I am not sure howelse to check the integrity of the battery. I do not have windows installed. But perhaps I should install it to make sure. I could keep it dual booted until I figure out the problem.

------------------------------------------------------------------------------------

my avatar is a symbol made by the band Einsturzende Neubauten

----------

## Earthwings

 *Quote:*   

> 
> 
> design capacity:         38880 mWh 
> 
> last full capacity:      18790 mWh 
> ...

 

That will be the problem. Your battery is quite fubar because it doesn't even charge to half of it's capacity. As it's a new one, try to claim your warranty.

----------

## Nornagest

Afaik know modern batteries have to be kind of calibrated if they are new, they reach their best capacity after being charged some times.

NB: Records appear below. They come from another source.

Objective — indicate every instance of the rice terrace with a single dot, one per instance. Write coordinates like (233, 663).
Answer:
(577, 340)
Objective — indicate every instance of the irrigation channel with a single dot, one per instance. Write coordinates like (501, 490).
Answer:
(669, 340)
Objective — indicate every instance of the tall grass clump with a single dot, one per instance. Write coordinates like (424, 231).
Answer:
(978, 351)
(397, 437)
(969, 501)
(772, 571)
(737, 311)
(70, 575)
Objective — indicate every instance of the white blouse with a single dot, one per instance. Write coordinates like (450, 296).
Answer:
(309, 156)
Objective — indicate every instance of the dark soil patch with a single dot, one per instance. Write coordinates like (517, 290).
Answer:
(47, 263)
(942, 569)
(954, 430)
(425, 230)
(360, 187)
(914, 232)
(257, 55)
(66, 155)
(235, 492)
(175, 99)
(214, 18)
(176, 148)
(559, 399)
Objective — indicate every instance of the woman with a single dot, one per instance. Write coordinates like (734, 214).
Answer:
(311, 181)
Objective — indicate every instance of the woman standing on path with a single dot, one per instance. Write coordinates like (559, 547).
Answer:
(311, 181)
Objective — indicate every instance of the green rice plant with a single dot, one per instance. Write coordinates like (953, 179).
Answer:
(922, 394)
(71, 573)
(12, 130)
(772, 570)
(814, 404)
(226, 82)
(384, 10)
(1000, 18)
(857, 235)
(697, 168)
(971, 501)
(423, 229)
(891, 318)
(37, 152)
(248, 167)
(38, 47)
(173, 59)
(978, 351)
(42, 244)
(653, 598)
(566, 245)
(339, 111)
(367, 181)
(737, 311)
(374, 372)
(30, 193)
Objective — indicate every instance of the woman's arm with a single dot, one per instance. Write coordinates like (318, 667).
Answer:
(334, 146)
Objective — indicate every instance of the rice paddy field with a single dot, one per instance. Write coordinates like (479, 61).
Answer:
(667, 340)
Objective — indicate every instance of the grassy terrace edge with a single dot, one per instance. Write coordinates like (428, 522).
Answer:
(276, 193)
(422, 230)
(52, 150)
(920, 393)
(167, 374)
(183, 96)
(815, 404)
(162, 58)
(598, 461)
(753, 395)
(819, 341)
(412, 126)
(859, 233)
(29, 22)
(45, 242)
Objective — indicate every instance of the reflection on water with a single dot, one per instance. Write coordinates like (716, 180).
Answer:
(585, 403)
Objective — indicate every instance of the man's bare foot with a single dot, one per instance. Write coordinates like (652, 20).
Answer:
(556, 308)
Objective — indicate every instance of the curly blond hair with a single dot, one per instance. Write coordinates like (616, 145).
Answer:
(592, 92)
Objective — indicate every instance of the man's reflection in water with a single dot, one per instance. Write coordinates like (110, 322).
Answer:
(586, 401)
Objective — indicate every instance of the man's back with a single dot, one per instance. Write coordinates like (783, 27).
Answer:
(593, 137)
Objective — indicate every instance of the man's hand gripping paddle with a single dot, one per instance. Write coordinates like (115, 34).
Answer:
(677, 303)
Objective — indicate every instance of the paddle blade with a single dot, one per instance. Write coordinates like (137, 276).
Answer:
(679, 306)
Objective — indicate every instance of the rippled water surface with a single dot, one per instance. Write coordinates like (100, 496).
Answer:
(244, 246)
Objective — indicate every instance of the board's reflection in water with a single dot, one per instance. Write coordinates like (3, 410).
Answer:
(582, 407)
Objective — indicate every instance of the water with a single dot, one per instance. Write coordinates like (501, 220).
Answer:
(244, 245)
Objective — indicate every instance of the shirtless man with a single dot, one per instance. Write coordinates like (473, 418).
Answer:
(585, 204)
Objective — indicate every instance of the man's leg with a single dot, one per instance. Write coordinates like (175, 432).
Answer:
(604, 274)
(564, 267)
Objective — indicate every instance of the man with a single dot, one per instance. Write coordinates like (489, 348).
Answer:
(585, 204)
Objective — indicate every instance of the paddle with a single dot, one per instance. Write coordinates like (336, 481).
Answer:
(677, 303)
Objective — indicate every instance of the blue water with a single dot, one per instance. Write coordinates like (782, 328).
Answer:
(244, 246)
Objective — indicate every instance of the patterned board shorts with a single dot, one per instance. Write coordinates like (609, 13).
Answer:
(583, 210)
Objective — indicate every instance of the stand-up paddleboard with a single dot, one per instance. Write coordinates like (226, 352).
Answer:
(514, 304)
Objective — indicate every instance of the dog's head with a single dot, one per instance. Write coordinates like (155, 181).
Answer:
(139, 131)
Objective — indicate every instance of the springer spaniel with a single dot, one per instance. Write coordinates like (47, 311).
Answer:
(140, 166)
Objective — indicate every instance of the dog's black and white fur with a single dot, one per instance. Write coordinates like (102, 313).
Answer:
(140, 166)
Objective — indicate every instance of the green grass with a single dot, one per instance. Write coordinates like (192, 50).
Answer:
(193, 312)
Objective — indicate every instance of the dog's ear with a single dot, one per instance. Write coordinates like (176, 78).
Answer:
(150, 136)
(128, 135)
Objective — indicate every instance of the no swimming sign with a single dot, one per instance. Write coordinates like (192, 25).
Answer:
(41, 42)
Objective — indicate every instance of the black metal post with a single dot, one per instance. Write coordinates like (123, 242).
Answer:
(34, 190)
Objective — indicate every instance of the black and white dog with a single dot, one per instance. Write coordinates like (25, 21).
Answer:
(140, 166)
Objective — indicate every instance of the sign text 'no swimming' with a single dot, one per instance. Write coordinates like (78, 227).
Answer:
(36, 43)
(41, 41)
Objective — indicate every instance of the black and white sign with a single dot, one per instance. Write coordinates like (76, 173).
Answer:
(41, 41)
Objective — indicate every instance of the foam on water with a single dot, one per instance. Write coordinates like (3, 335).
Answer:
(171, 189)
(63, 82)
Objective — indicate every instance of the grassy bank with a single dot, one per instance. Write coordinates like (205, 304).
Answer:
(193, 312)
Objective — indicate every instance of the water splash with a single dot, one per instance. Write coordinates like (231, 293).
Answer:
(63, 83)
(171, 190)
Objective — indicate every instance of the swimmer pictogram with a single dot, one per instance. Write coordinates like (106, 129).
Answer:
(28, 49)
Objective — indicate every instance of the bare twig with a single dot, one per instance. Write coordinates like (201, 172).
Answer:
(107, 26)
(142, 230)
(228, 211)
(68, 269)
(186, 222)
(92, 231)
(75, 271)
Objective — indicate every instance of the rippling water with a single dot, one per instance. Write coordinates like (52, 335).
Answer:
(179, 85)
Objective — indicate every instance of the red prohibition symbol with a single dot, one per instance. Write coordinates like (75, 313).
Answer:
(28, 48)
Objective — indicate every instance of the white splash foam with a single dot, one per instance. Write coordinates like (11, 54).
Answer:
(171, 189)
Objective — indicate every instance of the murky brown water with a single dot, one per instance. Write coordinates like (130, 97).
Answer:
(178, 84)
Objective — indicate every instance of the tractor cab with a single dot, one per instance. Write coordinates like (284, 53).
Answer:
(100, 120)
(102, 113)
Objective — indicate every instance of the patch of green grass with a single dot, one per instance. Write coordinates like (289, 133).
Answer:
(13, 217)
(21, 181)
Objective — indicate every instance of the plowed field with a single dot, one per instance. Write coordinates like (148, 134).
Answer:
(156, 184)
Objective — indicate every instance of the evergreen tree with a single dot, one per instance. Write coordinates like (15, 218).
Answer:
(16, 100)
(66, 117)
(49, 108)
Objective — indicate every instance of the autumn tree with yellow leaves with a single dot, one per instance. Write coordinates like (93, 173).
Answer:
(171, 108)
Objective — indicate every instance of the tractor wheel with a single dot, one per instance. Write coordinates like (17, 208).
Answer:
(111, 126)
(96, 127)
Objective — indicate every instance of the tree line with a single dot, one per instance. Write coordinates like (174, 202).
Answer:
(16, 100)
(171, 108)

So you should alway charge und uncharge it fully, at least for the first 5 times or so.

I hope that helps.

Nornagest

----------

## Earthwings

I doubt that it can make such a difference. However, here are the IBM tips: http://www-1.ibm.com/support/docview.wss?uid=psg1PFAN-3QNQJN

----------

## dtor

Well, that's what you get for using Celeron (crippled with regard to power management) instead of Pentium chip. If you throttle your speed low enough it will save you some battery life but throttling is not as efficient as C or P states (which your chip does not seem to support).

But there are other venues to save battery life - shut down all unneeded devices - such as PCMCIA wireless cards, dim your screen and spin down you hard drive when not in use. Look for laptop-mode patches - they should help.

----------

## Earthwings

 *dtor wrote:*   

> Well, that's what you get for using Celeron (crippled with regard to power management) instead of Pentium chip. If you throttle your speed low enough it will save you some battery life but throttling is not as efficient as C or P states (which your chip does not seem to support).
> 
> But there are other venues to save battery life - shut down all unneeded devices - such as PCMCIA wireless cards, dim your screen and spin down you hard drive when not in use. Look for laptop-mode patches - they should help.

 

The problem is the broken battery. Really.

Power Management can save quite a lot energy, but not that much.

----------

## njlg

Thanks a lot for all the tips and info.

I installed Windows and it seems like the laptop ran just under an hour on the battery with everything turned on and no screen/disk suspension (though it suspended once -- so I am going to charge it up again and see what happens).

I think the battery is still under the warranty, so I will try to contact the seller about that.

Is it possible that I messed up the battery at all? I never let it fully charge (if that takes 12 hours) and run fully out all the time. Would that affect the battery that much?

----------